Following results were obtained through biochemical analysis
SETD2 methylates tubulin in vitro
A FLAG-tagged version of tSETD2 (tSETD2-FLAG) was introduced to undo the inactivation of SETD2 in mammalian cells. tSETD2-FLAG localized in the nucleus during interphase and scattered throughout the daughter cells.
tSTED2 shows higher activity towards tubulin dimers than microtubule polymers
The relative ability of tSTED2 to methylate microtubules and tubulin dimers was measured. For this, microtubules were maintained in a polymerized state using taxol and the dimers were maintained in an unpolymerized state using podophyllotoxin.
Measurement of enzyme activity of tSETD2-FLAG
The production of the S-adenosyl homocysteine – a product of SETD2 was assayed to measure the enzymatic activity of tSETD2-FLAG. Histone peptide and tubulin peptide both demonstrated increased fluorescence over time, which proves that the reconstituted protein shows activity towards tubulin substrate.
SETD2 only methylates α-tubulin lysine 40
The known methylation site – lysine 40 was mutated to alanine and the αβ-tubulin dimers were purified. Their ability to polymerize into microtubules was observed and it was confirmed that only K40 is methylated by SETD2.

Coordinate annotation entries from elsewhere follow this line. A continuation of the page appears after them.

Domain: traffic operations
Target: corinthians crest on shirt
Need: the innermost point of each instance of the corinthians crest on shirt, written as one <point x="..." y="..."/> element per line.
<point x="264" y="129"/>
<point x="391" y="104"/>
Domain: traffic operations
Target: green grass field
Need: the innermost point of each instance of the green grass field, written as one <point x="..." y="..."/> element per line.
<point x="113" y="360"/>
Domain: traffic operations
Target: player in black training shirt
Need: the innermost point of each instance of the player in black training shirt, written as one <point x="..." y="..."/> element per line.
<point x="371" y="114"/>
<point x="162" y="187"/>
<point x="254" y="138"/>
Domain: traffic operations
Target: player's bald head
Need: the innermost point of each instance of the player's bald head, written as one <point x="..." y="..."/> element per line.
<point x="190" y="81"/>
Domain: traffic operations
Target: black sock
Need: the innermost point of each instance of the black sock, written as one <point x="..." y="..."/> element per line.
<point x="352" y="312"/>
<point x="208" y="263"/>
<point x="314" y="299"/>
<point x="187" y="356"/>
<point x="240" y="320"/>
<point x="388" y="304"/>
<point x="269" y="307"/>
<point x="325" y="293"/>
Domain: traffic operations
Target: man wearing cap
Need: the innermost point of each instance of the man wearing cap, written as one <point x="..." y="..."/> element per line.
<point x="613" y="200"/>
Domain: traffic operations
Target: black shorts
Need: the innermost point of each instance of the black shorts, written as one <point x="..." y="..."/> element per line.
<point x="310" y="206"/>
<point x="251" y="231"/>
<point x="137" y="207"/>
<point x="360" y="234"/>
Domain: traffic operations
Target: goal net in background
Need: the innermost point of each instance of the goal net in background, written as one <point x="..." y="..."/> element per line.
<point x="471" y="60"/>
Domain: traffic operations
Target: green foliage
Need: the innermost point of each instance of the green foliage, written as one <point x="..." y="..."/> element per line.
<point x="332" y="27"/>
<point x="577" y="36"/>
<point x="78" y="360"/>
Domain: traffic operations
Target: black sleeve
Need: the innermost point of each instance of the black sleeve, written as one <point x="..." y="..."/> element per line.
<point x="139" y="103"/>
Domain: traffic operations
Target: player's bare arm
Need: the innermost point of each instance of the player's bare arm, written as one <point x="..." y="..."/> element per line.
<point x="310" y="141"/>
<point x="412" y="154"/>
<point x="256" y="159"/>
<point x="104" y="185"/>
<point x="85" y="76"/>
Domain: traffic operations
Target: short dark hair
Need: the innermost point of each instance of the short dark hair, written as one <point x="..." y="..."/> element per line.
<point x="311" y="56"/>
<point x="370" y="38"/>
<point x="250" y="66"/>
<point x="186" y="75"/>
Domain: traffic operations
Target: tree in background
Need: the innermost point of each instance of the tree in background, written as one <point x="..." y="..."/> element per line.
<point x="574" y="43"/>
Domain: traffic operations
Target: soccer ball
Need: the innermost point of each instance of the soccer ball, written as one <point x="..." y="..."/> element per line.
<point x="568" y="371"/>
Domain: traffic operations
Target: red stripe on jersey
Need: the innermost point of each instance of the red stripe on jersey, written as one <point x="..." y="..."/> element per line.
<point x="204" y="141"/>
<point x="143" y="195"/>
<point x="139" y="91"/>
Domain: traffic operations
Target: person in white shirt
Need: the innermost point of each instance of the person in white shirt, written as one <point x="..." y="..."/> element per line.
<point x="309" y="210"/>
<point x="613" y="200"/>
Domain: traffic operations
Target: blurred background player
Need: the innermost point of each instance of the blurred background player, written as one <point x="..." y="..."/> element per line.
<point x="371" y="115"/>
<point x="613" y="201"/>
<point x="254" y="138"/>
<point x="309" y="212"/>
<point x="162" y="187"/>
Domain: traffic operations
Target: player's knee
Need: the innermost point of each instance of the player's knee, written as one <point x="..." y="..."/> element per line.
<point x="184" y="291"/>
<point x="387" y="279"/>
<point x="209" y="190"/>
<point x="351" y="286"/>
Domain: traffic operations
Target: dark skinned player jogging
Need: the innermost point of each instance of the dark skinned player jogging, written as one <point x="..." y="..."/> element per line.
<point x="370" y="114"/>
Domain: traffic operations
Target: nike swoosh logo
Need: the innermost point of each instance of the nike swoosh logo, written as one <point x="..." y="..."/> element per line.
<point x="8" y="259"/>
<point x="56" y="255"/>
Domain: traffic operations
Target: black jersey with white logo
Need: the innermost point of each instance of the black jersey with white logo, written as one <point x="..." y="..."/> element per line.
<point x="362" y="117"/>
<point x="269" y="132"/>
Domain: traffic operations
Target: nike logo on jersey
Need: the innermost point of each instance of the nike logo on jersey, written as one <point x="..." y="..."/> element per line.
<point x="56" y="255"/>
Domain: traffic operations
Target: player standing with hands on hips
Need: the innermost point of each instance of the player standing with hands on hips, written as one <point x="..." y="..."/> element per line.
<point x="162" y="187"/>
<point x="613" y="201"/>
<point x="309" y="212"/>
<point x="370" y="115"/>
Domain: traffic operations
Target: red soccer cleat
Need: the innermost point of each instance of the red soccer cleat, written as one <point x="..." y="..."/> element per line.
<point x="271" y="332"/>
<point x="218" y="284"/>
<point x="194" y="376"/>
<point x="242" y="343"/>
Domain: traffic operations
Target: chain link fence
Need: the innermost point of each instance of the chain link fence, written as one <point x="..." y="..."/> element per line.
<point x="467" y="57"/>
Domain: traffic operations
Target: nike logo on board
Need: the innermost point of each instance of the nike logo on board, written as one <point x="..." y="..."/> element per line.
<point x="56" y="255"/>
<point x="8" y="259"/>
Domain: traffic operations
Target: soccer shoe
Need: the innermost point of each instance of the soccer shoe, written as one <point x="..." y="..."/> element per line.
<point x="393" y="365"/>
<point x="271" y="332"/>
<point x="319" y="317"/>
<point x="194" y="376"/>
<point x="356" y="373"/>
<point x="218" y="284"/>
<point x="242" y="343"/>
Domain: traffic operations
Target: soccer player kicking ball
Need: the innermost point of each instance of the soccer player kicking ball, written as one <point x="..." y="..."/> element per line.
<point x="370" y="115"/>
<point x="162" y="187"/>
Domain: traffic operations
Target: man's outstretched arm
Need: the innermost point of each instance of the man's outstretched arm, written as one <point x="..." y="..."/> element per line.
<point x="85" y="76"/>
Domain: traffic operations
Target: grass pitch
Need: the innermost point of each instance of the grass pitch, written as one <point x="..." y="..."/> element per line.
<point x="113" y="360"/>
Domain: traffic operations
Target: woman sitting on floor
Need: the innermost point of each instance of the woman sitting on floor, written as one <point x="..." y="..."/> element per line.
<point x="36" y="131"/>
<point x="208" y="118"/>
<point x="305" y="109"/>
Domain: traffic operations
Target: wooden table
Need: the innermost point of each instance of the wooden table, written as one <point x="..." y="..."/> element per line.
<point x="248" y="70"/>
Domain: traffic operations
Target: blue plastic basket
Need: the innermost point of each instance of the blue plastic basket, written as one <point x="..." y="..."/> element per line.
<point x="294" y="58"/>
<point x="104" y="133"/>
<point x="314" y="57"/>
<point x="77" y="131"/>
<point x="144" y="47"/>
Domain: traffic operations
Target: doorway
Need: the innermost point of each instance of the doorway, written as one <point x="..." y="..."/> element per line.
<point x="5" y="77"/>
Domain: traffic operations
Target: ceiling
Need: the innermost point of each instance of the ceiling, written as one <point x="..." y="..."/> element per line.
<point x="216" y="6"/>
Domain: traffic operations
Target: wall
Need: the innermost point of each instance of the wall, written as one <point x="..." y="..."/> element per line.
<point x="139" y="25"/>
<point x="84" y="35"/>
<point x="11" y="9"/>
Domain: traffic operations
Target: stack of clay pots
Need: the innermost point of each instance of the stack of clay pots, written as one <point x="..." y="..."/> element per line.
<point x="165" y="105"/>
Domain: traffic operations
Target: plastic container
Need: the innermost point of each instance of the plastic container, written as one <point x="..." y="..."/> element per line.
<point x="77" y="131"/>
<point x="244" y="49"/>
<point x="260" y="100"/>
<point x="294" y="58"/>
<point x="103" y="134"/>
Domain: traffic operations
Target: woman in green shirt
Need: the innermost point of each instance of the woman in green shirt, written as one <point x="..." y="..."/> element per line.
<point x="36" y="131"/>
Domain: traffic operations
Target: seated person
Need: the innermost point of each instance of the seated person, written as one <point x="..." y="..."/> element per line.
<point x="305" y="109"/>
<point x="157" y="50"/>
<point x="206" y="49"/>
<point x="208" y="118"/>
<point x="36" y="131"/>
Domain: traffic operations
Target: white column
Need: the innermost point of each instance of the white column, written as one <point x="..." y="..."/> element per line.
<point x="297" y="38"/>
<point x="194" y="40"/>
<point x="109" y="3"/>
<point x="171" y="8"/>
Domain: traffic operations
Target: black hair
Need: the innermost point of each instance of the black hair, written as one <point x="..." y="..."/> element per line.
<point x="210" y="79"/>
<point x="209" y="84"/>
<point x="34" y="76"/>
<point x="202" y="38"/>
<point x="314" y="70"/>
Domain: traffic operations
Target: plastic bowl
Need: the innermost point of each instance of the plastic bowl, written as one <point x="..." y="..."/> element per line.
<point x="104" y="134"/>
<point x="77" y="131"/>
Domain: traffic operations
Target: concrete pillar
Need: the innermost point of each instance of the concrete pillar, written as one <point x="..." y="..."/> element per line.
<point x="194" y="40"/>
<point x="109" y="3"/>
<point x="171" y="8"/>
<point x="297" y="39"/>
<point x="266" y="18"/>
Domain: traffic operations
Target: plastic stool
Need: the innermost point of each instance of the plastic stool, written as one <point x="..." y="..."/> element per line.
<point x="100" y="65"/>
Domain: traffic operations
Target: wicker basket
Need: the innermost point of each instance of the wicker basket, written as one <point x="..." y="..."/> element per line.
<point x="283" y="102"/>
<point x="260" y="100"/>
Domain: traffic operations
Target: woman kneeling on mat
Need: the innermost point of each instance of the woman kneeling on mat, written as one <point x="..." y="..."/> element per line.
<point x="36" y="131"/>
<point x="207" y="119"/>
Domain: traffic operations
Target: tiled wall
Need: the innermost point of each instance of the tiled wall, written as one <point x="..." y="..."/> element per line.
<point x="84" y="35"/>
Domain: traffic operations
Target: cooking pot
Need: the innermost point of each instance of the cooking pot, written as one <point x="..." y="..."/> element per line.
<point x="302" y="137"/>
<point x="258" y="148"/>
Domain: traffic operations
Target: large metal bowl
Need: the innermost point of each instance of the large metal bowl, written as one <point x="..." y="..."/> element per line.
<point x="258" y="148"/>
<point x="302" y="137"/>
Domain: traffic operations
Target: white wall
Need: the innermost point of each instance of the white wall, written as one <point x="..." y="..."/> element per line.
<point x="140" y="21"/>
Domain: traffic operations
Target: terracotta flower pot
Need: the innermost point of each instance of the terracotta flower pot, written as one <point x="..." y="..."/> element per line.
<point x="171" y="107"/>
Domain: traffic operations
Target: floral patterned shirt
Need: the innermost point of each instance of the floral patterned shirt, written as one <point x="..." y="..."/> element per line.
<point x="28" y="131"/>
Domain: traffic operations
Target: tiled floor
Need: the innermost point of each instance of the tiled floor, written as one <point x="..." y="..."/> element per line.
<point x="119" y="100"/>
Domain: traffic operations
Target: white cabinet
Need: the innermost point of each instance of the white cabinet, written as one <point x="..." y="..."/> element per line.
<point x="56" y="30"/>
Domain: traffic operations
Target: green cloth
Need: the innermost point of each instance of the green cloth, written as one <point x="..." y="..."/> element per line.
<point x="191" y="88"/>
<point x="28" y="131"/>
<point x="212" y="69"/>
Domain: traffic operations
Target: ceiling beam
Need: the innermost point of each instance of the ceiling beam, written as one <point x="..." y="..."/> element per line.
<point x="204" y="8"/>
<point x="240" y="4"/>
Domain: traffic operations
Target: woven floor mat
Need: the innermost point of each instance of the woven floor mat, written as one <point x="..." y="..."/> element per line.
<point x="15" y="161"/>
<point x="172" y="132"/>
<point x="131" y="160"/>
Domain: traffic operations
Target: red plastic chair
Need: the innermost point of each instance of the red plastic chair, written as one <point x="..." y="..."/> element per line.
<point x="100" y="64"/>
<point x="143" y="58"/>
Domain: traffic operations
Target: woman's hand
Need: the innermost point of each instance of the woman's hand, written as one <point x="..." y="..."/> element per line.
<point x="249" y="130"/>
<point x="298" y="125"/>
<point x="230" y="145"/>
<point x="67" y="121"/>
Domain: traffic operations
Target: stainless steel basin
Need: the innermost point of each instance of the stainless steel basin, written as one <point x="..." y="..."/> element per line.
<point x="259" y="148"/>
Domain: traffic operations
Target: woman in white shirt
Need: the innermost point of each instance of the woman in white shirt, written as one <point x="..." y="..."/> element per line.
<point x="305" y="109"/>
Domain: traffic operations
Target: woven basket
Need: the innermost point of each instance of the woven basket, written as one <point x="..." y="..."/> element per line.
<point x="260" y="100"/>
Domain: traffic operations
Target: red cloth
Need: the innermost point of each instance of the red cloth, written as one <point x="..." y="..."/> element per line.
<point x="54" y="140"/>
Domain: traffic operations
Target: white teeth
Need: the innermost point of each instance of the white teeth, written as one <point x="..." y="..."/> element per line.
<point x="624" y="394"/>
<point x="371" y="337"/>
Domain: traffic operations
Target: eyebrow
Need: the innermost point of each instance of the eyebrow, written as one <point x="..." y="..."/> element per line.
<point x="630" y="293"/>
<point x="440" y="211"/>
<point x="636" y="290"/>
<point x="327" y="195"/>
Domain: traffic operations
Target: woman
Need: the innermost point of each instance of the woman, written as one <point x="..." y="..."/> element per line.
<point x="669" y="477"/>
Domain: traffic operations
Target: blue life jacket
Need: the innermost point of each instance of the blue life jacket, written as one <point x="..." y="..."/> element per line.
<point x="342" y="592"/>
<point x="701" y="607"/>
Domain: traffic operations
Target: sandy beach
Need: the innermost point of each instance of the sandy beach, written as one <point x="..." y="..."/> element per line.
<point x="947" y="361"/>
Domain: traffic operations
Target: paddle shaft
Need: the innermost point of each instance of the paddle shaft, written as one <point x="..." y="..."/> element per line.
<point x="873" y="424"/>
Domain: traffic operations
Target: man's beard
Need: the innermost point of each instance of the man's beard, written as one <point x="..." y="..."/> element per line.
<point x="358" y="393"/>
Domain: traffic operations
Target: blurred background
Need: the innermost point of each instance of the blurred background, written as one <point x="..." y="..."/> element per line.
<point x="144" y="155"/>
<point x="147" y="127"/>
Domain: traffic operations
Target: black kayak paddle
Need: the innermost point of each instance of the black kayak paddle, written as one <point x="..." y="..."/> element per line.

Mutation in SRI domain of tSETD2 alters the ability of tubulin binding and methylation
By methyltransferase assay and purified tSETD2 proteins, it was confirmed that mutation of R2510H in the SRI domain eliminates the ability of tSETD2-FLAG to bind to and methylate tubulin.
SRI domain is critical to recognize substrates for tubulin
To test this, the SRI residues were identified and targeted to generate tSTED2-FLAG variants with alanine mutations along with a deleted variant as a control. The control and the mutant variant, both were purified from mammalian cells.
SETD2 recognizes tubulin via α-tubulin’s C-terminal tail
It was reported that this recognition involves similar charge-charge interactions between positively-charged residues of the SRI domain and negatively-charged C-terminal tails of tubulin.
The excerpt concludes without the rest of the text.